Consider the following Curious Fraction Tree: You are given a fraction, member of the tree created similar to the above sample.

Write a script to find out the parent and grandparent of the given member.

We’re given a tree, so I pulled out my old Node code to build the tree. I use the old-school OOP method because it’s portable.

Using Perl’s OOP, if the tree is correct, then each `node` will have a `parent` (which could be null), and each `parent` will have another `parent` (which could also be null), so we just have to check if `\$node->parent` and `\$node->parent->parent` are defined, and if so, get their `value`.

Kinda a softball for the first challenge of the year, I think.

I mean, thinking through to find a way to algorithmically create the graph, instead of building it by hand like I do, would be more interesting. The `right` of a given node is basically `1 + fraction`: 1/1, 2/1, 3/1, 4,1, etc. With nodes with a left, it becomes harder but just as simple: 1/2 -> 3/2, 2/3 -> 5/3, etc.

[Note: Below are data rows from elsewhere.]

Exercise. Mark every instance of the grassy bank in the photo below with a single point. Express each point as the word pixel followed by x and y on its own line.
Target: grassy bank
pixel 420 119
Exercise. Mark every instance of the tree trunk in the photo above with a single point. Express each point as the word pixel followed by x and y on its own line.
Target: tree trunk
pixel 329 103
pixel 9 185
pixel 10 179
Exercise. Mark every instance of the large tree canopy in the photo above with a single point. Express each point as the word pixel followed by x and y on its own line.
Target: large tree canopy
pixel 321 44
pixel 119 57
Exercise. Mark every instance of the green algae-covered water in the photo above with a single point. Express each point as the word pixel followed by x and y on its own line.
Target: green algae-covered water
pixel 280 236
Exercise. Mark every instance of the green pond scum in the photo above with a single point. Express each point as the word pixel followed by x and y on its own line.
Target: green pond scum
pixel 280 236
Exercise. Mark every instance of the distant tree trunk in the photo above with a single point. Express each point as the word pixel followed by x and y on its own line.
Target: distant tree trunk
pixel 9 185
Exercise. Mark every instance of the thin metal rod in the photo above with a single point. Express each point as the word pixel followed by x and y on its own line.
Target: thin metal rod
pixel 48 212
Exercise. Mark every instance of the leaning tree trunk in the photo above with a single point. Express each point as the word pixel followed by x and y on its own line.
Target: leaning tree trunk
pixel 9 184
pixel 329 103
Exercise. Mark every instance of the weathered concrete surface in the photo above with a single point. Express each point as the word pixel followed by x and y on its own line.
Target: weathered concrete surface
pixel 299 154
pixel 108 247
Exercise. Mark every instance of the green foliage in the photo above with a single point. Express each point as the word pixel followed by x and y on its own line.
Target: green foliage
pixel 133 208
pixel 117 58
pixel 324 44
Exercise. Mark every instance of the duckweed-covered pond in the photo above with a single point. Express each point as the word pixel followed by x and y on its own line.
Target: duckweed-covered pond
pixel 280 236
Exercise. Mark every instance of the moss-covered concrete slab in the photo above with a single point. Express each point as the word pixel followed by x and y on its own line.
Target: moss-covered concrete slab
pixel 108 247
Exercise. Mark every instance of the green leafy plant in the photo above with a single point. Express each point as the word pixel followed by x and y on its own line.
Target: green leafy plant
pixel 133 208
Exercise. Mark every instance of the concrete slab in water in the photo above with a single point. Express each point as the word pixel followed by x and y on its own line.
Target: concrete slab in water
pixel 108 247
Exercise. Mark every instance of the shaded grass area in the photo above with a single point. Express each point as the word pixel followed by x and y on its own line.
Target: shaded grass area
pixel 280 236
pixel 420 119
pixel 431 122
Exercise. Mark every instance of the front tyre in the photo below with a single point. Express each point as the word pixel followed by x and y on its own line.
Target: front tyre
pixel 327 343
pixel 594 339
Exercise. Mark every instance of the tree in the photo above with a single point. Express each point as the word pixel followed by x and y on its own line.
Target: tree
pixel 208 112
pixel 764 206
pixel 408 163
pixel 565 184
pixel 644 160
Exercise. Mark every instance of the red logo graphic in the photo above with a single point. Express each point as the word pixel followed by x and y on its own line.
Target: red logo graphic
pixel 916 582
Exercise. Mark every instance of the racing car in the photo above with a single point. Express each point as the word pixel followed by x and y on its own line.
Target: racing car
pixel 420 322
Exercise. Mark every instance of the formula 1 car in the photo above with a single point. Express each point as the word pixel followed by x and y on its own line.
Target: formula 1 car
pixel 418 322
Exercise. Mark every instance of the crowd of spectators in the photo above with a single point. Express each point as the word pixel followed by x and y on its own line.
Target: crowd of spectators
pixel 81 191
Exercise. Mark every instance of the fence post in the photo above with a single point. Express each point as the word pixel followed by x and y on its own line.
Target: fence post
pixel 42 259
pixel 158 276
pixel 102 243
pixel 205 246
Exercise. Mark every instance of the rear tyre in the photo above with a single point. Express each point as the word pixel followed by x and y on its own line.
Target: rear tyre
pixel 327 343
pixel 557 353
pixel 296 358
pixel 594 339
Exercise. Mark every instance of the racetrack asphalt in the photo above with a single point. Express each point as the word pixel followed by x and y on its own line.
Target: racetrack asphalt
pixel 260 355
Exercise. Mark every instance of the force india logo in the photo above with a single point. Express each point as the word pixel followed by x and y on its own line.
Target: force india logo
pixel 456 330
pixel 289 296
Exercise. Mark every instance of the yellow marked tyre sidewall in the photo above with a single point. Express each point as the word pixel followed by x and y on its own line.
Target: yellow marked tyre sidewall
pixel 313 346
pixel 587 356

The lefts are more complex. Starting with 1/1, we go to 1/2, 1/3, 1/4, and so on, but when there’s a right, like with 3/2, we go somewhere different, like 3/2. If it was just increment the denominator, you’d get 3/3, which simplifies to 1/1. One more and you get 3/4, but you get 3/4 from 3/1. Instead, it’s 3/5.

I’m sure that the left of 1/4 would be 1/5 and the right would be 5/4, but I’m not nearly as sure what the left and right of 4/3 would be.

#### Show Me The Code!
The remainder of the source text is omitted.